You can use the nanopore/illumina data later to align to the assemblies and see where it fell short (if it did). If the reads with nanopore are longer then you may be able to identify structural variants that may be missed in your assemblies (if applicable).

ADD REPLY • link 10 weeks ago by GenoMax 154k

0

Entering edit mode

Hi, thank you for the suggestions.

Technically, with Nanopore I got reads between 8000-9000 bp long (median length of reads in sample) but with HiFi we got more than double value (15-18 kb median read length)

So the Questions stays if i should just drop the nanopore and focus only on HiFi ? or there is anyother way to utilize them togather.

ADD REPLY • link 9 weeks ago by SomeOne ▴ 250

score 1 · Answer 1 · 2025-08-23

If the Nanopore reads are from the 10.4.1 flow cell, I suggest assembling them with Hifiasm using the "--ont" option.

Usually, assemblies made from HiFi reads are left unpolished, but some tools exist (for example, https://github.com/Nextomics/NextPolish2) that can slightly improve the HiFi assembly accuracy by polishing.

If by cleaning you mean removal of haplotypic duplication, a good choice is Purge_dups (https://github.com/dfguan/purge_dups).

I would try making assemblies with Nanopore and PacBio reads together.
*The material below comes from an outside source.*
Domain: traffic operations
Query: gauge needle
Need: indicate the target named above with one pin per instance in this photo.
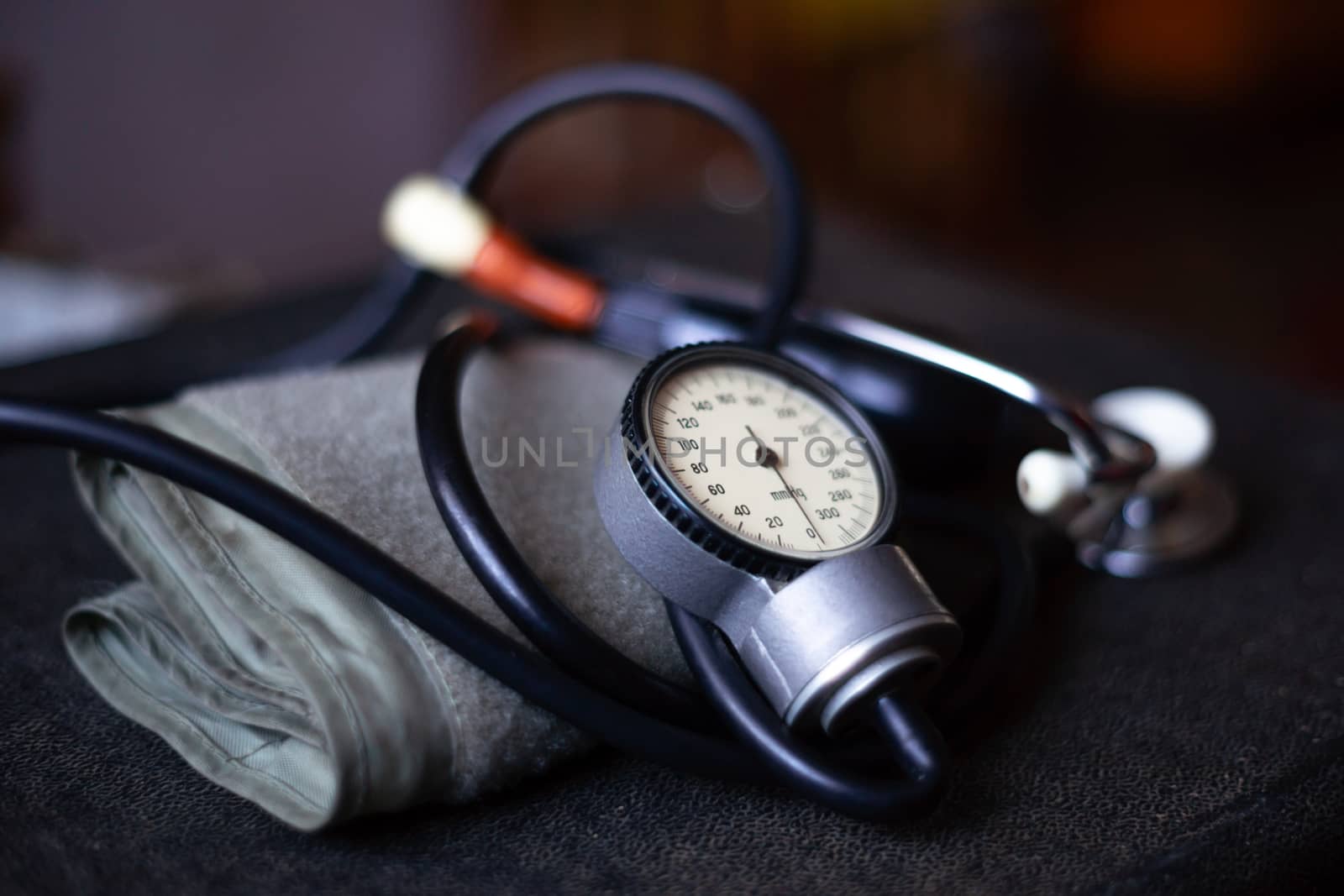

One solution is to combine them into a single file and provide it to Flye and Hifiasm as a file containing Nanopore reads. It's quite possible that this would lead to a better assembly than if using only reads of one type.

In my experience, Quickmerge introduces errors when applied to low-quality assemblies (see combine hifiasm and hifiasm-ont assemblies.). However, if your assemblies are of high quality, Quickmerge is probably worth trying.